Aug 18, 2008

Customer Lifetime Value Analysis

Introduction
Among SnA's many analytical projects, Customer Lifetime Value (CLV) analysis is a crucial deliverable for many clients. A general definition for CLV is the "present value of the future cash flows attributed to the customer relationship". Organizations that utilize CLV as a key business metric tend to place greater emphasis on the long-term customer relationship, rather than maximizing short-term sales.

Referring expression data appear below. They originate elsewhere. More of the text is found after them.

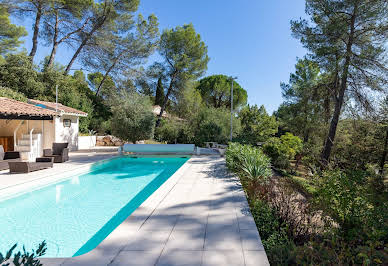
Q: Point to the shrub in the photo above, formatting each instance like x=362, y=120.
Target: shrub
x=25, y=258
x=213, y=124
x=273, y=233
x=346, y=199
x=255, y=167
x=283, y=149
x=11, y=94
x=251, y=163
x=168, y=131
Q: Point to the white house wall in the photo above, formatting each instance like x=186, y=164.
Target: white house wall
x=67, y=134
x=7, y=128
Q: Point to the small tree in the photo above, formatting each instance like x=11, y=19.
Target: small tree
x=184, y=57
x=132, y=119
x=257, y=125
x=11, y=94
x=159, y=95
x=9, y=33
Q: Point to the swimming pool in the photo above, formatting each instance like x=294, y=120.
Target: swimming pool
x=75, y=215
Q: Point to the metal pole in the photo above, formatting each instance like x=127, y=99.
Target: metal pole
x=56, y=98
x=231, y=112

Typical Customer Lifetime Value Calculations
Harvard Business School has published two great examples on how the calculation may be performed. The first example is an Ms Excel spreadsheet (published in 2000) with two scenarios (Basic and Complex) and calculations for each. The second example is a -fancier- Adobe Flash tool (published in 2007) and -similar to the spreadsheet- has input fields for the calculation. A snapshot is below:


It's important to note:
  • Both tools approach the CLV calculation at an aggregate level. This is the common approach in many database marketing resources including Jim Novo's Drilling Down.
  • In this approach, a typical CLV formula will try to integrate all -or some- of the metrics below:
    • Analysis Period: The unit of time into which a customer relationship is divided for analysis. A year is the most commonly used period. Customer lifetime value is a multi-period calculation, usually stretching 2 to 5 years into the future.
    • Churn Rate: The percentage of customers who end their relationship with the company in a given period. [Churn Rate = 1 - Retention Rate]
    • Discount Rate: The cost of capital used to discount future revenue from a customer. This calculation is typically more complex than the standard interest rate.
    • Retention Cost: The amount of money a company has to spend in a given period to retain an existing customer. Retention costs usually include customer support, billing, promotional incentives, etc.
    • Periodic Revenue: The amount of revenue collected from a customer in the period.
    • Profit Margin: Profit as a percentage of revenue.